Restaurant and Foodservice

Vegan cuisines can be as different from each other as fast food and fine dining, as varied as the Guac Burger at By Chloe in New York City and the Rutabaga Fondue at Vedge in Philadelphia.

“’Vegan’ isn’t just a single cuisine – plant-based chefs can create incredibly innovative modern dishes or they can prepare simple yet delicious vegetable dishes,” said Ross Olchvary of Sprig & Vine in New Hope, Pa.

Olchvary began his career as a vegan chef 14 years ago, in the days before plant-based cookbooks, restaurants and online resources were plentiful. These days, “plant-based cuisine is always evolving as the chefs involved are constantly discovering and sharing new techniques,” he said.

And with that innovation comes a broader array of ingredients, many of them seemingly exotic foodstuffs that vegan eateries are bringing to adventurous omnivores.

“At V Street, our focus on Street Food from around the world leads us to interesting culinary explorations, and it’s fair to say that the cooking techniques allow us to present new key ingredients to our guests like malagueta peppers from Brazil or marigold powder used in Georgian Svanetian salt,” said Kate Jacoby of Vedge and V Street in Philadelphia.

The trend toward international flavors is also on the menu at Sprig & Vine, where chefs are using local, seasonal produce, Olchvary said.

“We often work with ingredients from different global cuisines and also whatever the local farms are growing. Some of my favorite exotic and unusual and local ingredients include fermented black garlic, cardoon (relative of the artichoke), husk cherry (also called cape gooseberry), kale rabe (flowering kale), shungiku (chrysanthemum leaves) and chile peppers such as lemon drop and fatali,” he said.

Cooking is chemistry and vegan cooking is often more complex science as chefs experiment to find replacements for eggs and dairy in familiar dishes, create plant-based meats and make their own sauces, said Veganizer founder Kiki Adami.

“Take nuts. You don’t find [mainstream] chefs using nuts,” said Adami, whose business helps restaurants go fully  vegan for a night. “Who would have thought a cashew could turn into a block of blue cheese? They’re missing out on an entire world of true creativity.”
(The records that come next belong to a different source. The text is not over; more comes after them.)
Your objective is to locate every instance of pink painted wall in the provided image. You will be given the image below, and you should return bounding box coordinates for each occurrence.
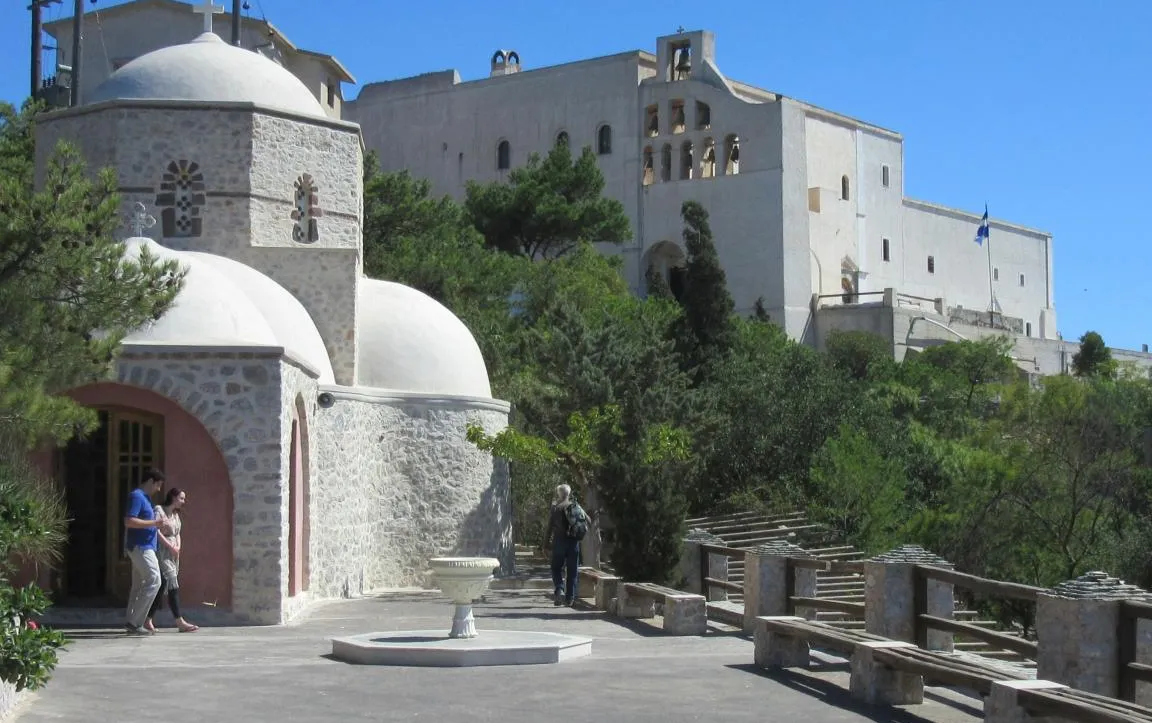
[68,382,233,616]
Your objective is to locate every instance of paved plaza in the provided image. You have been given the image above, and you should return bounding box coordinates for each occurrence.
[16,591,980,723]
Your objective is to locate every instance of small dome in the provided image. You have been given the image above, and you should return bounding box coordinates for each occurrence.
[123,238,334,385]
[357,279,492,398]
[86,32,327,117]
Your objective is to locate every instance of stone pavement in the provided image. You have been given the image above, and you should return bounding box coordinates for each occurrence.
[16,591,980,723]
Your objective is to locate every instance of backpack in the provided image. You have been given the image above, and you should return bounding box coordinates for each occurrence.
[564,502,588,540]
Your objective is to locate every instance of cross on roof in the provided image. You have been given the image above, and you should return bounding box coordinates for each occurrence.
[128,201,156,237]
[192,0,223,32]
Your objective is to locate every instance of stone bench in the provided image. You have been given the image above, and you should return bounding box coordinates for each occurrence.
[752,615,880,668]
[616,583,708,636]
[577,568,620,612]
[984,680,1152,723]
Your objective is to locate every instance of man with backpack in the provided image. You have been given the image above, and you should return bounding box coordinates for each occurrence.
[548,485,588,608]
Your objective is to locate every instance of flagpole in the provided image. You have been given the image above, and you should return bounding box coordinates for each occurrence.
[984,204,996,328]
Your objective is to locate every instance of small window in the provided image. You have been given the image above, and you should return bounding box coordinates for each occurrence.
[596,124,612,155]
[696,100,712,130]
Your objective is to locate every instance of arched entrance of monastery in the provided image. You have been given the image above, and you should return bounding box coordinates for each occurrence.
[52,382,233,608]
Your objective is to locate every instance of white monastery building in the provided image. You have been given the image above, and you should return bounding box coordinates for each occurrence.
[27,25,513,623]
[40,0,1152,374]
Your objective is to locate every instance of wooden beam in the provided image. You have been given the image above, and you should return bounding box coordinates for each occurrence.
[916,565,1046,602]
[919,615,1039,660]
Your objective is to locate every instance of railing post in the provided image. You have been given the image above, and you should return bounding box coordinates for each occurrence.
[864,545,955,652]
[680,530,728,600]
[1036,572,1147,698]
[1116,603,1139,702]
[744,540,816,631]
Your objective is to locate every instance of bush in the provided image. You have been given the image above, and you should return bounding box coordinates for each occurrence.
[0,440,67,691]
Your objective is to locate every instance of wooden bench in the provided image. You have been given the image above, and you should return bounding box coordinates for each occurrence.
[616,583,708,636]
[576,568,620,612]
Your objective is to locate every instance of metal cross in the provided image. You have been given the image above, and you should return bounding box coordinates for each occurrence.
[128,201,156,238]
[192,0,223,32]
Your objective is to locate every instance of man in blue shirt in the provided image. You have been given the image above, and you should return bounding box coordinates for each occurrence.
[124,470,164,636]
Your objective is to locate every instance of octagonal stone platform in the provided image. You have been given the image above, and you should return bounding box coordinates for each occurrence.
[332,630,592,668]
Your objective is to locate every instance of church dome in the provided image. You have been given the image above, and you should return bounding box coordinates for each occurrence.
[357,279,492,398]
[123,238,334,385]
[86,32,327,117]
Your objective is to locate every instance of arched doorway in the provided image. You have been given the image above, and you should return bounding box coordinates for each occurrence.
[52,382,233,608]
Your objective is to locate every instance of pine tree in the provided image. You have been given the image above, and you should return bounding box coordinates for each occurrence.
[675,200,736,381]
[0,99,183,443]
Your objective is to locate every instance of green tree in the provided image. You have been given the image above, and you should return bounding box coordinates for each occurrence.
[464,143,631,259]
[675,200,736,380]
[1073,332,1116,378]
[0,99,183,690]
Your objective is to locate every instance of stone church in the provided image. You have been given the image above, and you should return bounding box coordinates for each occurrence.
[28,32,513,624]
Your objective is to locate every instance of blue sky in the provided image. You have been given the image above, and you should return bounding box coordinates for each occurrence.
[0,0,1152,349]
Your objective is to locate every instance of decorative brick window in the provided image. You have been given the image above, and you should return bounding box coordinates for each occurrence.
[291,173,324,244]
[156,159,205,238]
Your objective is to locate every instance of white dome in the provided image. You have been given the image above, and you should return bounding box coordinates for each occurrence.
[86,32,327,117]
[123,238,334,385]
[357,279,492,398]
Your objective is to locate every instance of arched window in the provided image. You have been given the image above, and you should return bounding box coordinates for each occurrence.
[700,138,717,178]
[723,134,740,176]
[596,123,612,155]
[696,100,712,130]
[680,140,692,181]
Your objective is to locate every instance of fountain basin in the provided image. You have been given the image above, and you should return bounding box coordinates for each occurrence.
[332,630,592,668]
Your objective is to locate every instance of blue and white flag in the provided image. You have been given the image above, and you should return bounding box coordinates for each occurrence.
[976,204,988,246]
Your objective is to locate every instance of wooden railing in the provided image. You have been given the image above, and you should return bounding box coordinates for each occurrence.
[700,545,746,600]
[912,565,1044,660]
[1116,600,1152,702]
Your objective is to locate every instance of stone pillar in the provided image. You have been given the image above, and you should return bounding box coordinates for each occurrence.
[1036,572,1147,698]
[744,540,816,632]
[680,530,728,600]
[984,680,1068,723]
[864,545,956,653]
[848,640,924,706]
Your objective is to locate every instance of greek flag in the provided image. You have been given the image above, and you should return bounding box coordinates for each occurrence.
[976,204,988,246]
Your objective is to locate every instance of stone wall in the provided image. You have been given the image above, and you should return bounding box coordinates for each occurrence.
[37,101,364,383]
[118,347,288,624]
[311,390,514,598]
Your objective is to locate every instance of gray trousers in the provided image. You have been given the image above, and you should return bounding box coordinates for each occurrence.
[128,547,160,627]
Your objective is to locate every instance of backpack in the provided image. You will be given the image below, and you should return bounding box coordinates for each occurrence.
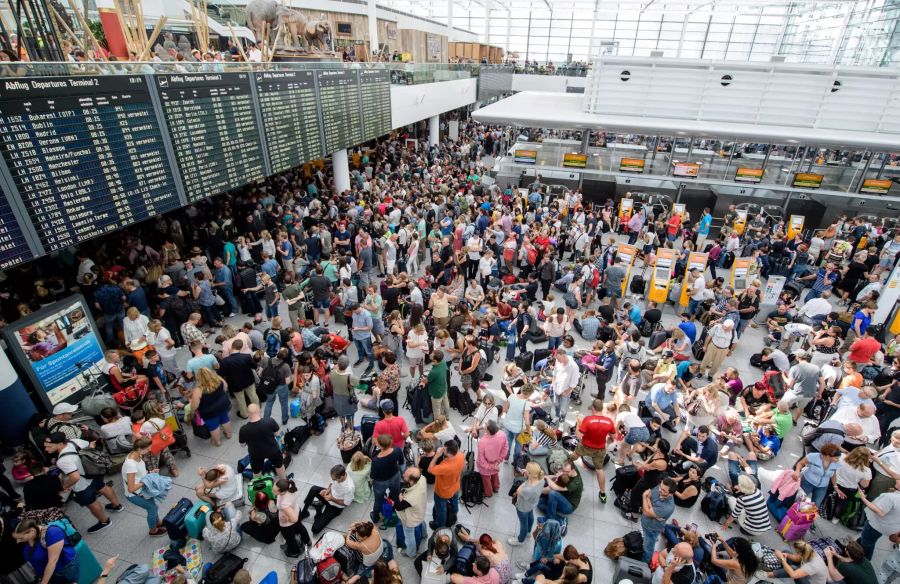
[547,448,569,474]
[801,424,845,448]
[460,452,485,509]
[60,442,113,479]
[700,485,731,523]
[256,361,278,396]
[266,329,281,358]
[316,556,344,584]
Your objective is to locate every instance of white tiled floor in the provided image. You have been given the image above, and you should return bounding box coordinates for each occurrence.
[58,264,889,584]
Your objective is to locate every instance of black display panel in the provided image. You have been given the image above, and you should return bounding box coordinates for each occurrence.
[155,73,265,203]
[0,75,181,253]
[256,71,324,173]
[359,69,391,142]
[316,69,363,154]
[0,187,33,270]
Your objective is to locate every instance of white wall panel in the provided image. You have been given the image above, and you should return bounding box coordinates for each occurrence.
[391,79,478,128]
[584,57,900,132]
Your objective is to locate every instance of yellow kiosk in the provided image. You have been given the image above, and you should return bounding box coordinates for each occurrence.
[616,243,638,296]
[731,258,753,294]
[787,215,806,239]
[732,209,747,235]
[647,247,675,304]
[619,193,634,225]
[678,251,708,306]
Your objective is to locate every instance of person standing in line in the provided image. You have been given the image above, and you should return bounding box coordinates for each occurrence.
[641,477,675,564]
[350,304,375,371]
[428,440,466,529]
[475,420,509,498]
[506,462,544,546]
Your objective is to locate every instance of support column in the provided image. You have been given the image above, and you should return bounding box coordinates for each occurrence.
[366,0,378,55]
[428,116,441,146]
[331,150,350,193]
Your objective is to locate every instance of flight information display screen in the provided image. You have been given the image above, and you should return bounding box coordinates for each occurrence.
[256,71,323,172]
[154,73,265,203]
[0,187,32,270]
[316,69,363,154]
[0,75,181,253]
[359,69,391,142]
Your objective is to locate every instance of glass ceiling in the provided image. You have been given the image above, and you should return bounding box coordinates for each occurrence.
[378,0,900,66]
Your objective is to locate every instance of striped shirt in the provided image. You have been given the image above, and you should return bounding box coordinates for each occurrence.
[731,489,772,534]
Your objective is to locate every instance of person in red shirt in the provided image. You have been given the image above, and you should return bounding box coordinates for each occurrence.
[847,325,881,365]
[372,399,409,448]
[666,213,681,241]
[575,399,616,503]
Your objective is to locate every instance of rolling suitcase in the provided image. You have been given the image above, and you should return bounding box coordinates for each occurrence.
[163,498,194,542]
[247,475,275,504]
[184,501,211,539]
[612,557,650,584]
[75,540,103,584]
[516,351,534,373]
[359,415,379,443]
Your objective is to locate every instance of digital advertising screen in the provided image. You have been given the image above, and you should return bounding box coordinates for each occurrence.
[3,295,103,409]
[734,166,763,184]
[563,152,587,168]
[859,178,894,195]
[619,158,644,174]
[513,150,537,164]
[794,172,825,189]
[672,162,700,178]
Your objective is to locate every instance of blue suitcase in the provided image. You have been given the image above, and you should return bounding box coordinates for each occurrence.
[184,501,212,539]
[75,540,103,584]
[163,498,194,547]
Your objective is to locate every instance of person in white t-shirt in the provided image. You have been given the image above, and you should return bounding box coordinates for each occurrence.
[122,436,166,537]
[300,464,352,535]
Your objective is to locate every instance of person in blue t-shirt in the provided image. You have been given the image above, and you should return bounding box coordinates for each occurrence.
[13,519,80,584]
[678,312,697,344]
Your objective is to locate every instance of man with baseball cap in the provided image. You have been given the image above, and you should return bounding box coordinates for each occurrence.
[44,432,123,533]
[372,399,409,449]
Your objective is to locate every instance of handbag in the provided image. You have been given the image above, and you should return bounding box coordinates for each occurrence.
[150,424,175,455]
[81,388,119,416]
[516,428,531,446]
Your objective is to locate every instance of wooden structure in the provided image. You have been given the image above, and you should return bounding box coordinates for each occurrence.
[449,43,503,65]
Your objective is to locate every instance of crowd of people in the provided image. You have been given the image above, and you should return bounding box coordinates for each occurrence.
[0,117,900,584]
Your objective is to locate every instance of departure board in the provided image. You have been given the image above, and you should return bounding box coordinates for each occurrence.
[0,75,181,253]
[0,187,33,270]
[155,73,265,203]
[316,69,363,154]
[359,69,391,142]
[256,71,324,172]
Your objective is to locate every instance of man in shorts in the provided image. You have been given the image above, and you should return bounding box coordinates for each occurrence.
[238,404,286,479]
[44,432,123,533]
[575,399,616,503]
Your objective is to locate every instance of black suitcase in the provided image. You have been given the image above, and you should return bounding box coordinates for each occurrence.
[628,274,647,296]
[203,552,247,584]
[516,351,534,373]
[722,251,734,269]
[359,415,378,442]
[163,498,194,542]
[647,330,669,351]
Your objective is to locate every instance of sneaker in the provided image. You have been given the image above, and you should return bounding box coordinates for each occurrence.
[88,519,112,533]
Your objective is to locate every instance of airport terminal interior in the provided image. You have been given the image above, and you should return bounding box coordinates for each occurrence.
[0,0,900,584]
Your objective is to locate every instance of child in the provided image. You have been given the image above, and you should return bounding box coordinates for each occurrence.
[347,450,372,503]
[10,447,34,483]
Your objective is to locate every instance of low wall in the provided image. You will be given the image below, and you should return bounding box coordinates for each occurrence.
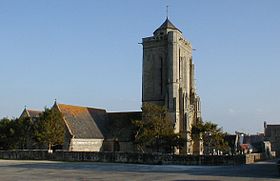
[0,150,246,165]
[246,152,275,164]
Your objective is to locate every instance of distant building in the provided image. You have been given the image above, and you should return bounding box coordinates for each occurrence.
[264,122,280,156]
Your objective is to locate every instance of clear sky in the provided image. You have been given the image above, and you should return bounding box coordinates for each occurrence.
[0,0,280,133]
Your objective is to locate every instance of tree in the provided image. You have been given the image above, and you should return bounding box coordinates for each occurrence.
[35,108,65,150]
[133,103,186,153]
[191,121,228,154]
[0,118,17,150]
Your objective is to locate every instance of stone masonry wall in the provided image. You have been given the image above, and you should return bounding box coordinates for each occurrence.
[0,150,252,165]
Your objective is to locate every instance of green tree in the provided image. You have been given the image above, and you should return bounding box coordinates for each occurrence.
[191,121,228,154]
[35,108,65,150]
[0,118,17,150]
[133,103,186,153]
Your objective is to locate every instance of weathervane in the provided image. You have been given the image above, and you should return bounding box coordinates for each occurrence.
[166,5,169,19]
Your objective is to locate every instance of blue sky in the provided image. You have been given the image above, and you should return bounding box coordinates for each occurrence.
[0,0,280,133]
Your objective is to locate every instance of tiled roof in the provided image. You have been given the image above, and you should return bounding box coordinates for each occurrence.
[57,104,108,139]
[26,109,42,118]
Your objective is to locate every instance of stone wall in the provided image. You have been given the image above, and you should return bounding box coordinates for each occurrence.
[69,138,103,151]
[0,150,247,165]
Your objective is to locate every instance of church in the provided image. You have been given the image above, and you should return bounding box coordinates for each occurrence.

Nut-based cheeses, nutritional yeast and other staples of the vegan pantry may be slow in finding their way into many conventional restaurant kitchens, but faux meats aren’t nearly as rare as they used to be on mainstream menus, said Olchvary.  Most vegan restaurants report that most of their guests are omnivores, he said, so plant-based eateries are exposing consumers of all dietary stripes to new ingredients and dishes, he said.

“One I’ve seen lately is seitan and a great example is Philadelphia’s annual vegan cheesesteak competition. It’s been three years so far and this year, dozens of businesses (many non-vegetarian) were competing with seitan cheesesteaks off their menus. This year’s winner, Blackbird Pizzeria actually makes seitan and sells it to many of the competing businesses.”

Additionally, there’s plenty of overlap between vegan and mainstream restaurants when it comes to ethnic ingredients and “health foods,” he said. “You’ll find common vegan ingredients such as seaweed, miso, chia, flax on menus, but I don’t think it’s directly linked to the vegan world, more just natural foods becoming more mainstream.”

Chefs take different approaches when it comes to innovation and new ingredients, said Vedge’s Jacoby.

Some people see a vegan pantry as being very limited, so it’s fair to assert that those limits might force the vegan chef to be more industrious,” she said. “For example, I was pleasantly surprised by the recent flurry of buzz around garbanzo water — it’s true, it whips up just like egg whites.”  

And, even if chefs are using many of the same ingredients, the end results can still vary widely.

“Some chefs are more flavor-driven, some more process-driven.  Some are inspired by culture and dining experiences, others by perfecting a skill set over time.  If cooking is like language, you might say that vegan cooking is sign; it can communicate easily with all the others,” she said.